The criterion for selection for the “plus” sub-strain was a successful solution of the test in its most “difficult” stage, when the underpass was blocked with a plug (see below), while the criterion for selection for the “minus” sub-strain was the inability to solve these stages. F20 mice of the selection experiment of strain EX were used as the basic population for the new selection [11]. Strain EX was bred in the previous selection experiment for high scores of extrapolation ability in the paradigm, when the stimulus disappeared from the animal view. In the first generations of the selected strain EX, the proportion of animals that were able to solve this task significantly exceeded the 50% chance level [11], while in the further generations (starting from F9–10) this prevalence were expressed irregularly. In the present work, the experimental results on PBT performance are presented for several groups of animals. These were mice of F20 of the EX strain selection (parents of F1 of the present selection, n = 20), mice of F1–F3 of the new selection (sub-strains “plus” and “minus,” n = 378), and animals from the unselected control population CoEX (n = 34), which served as a control group during the selection for high scores of extrapolation ability [11].

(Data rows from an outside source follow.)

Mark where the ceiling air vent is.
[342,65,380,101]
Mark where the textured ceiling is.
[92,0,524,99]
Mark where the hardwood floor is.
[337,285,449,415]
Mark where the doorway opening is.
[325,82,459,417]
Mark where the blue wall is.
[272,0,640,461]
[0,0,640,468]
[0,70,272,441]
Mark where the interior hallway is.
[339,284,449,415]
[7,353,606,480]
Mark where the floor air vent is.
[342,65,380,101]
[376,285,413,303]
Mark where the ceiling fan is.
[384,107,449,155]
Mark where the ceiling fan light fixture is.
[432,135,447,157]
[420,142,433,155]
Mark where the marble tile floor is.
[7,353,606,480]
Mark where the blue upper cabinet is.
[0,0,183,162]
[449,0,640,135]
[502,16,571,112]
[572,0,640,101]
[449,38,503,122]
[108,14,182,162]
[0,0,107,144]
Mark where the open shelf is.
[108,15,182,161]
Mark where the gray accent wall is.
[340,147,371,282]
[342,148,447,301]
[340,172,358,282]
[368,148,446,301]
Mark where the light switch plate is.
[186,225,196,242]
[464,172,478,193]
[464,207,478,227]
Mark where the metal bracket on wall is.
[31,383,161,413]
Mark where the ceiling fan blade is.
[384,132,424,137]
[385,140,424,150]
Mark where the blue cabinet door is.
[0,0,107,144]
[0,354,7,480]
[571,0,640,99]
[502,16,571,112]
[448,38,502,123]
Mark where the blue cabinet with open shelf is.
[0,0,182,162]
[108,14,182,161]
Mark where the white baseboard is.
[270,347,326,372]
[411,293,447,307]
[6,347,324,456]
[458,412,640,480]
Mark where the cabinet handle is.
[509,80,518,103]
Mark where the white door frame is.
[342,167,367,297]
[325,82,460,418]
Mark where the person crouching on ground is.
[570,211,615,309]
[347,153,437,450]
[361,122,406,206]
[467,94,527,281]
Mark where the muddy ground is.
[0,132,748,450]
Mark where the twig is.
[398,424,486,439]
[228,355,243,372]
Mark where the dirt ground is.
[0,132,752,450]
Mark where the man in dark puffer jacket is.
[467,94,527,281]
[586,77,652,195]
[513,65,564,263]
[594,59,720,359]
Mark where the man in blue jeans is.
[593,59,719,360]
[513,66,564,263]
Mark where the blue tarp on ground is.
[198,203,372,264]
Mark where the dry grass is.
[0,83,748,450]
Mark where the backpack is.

The PBT performances at stages 1 and 2 (the underpass free or masked by wood shavings) were practically similar in the “plus” and “minus” groups, and the reactions were relatively quick. Figure 2 demonstrates the respective latencies. The distinct differences between the “plus” and “minus” groups were found in the scores for stages 3 and 4 when the underpass was blocked with a plug (Figs. 1, 2), and this could be regarded as the response to selection in these generations. The test solution scores at stage 4 (the proportion of mice which solved the task) was higher (with the exception of the “plus” group in F2), and the mean latencies were shorter than those for stage 3, which means that the animals used the memory of the previous task presentation experience.

Fig. 1.
figure 1

Proportions (ordinate, %) of successful puzzle-box solutions by F20 strain EX mice (see text), by parents of the F1 of new selection (1), by F1–F3 mice from the new sub-strains (“plus” and “minus“ groups (2–4)), and by mice from the unselected control population (F23, 5) in test presentations when the underpass leading to the dark box compartment was blocked with a plug. The gray columns show the 1st test stage with the plug, and the black columns show the 2nd test stage with the plug. *, **, *** Scores are significantly different from the respective proportion in the “minus” sub-strain of the same generation, p < 0.05, 0.01, and 0.001, respectively (Fisher ȹ method for alternative proportions difference). #, & Significant differences from the proportions of F1–F3 “plus” sub-strain mice (with different p values, details not shown). Numerals above the columns are the numbers of mice tested in each group.

Fig. 2.
figure 2

Mean values for latencies (± standard error) of animal entrance into the dark part of the box during succeeding the puzzle-box test stages by mice of different groups (see Fig. 1): (a) the underpass is opened, (b) the underpass is masked with wood shavings, (c, d) the underpass is blocked with the plug. The gray columns show the mice of the sub-strain “plus,” and the black columns show the mice of the sub-strain “minus.” Designations for (1–5) are the same as in Fig. 1. *, **, *** Significant differences from the respective values for the “minus” sub-strain, р < 0.05, 0.01, and 0.001, respectively (1-factor ANOVA, post hoc by Fisher).

The test solution by CoEX mice at test stages 3 and 4 (the underpass blocked with a plug) was much less successful than the solutions by mice of three selection generations (in F2 and F3, even by the mice of the “minus” sub-strain).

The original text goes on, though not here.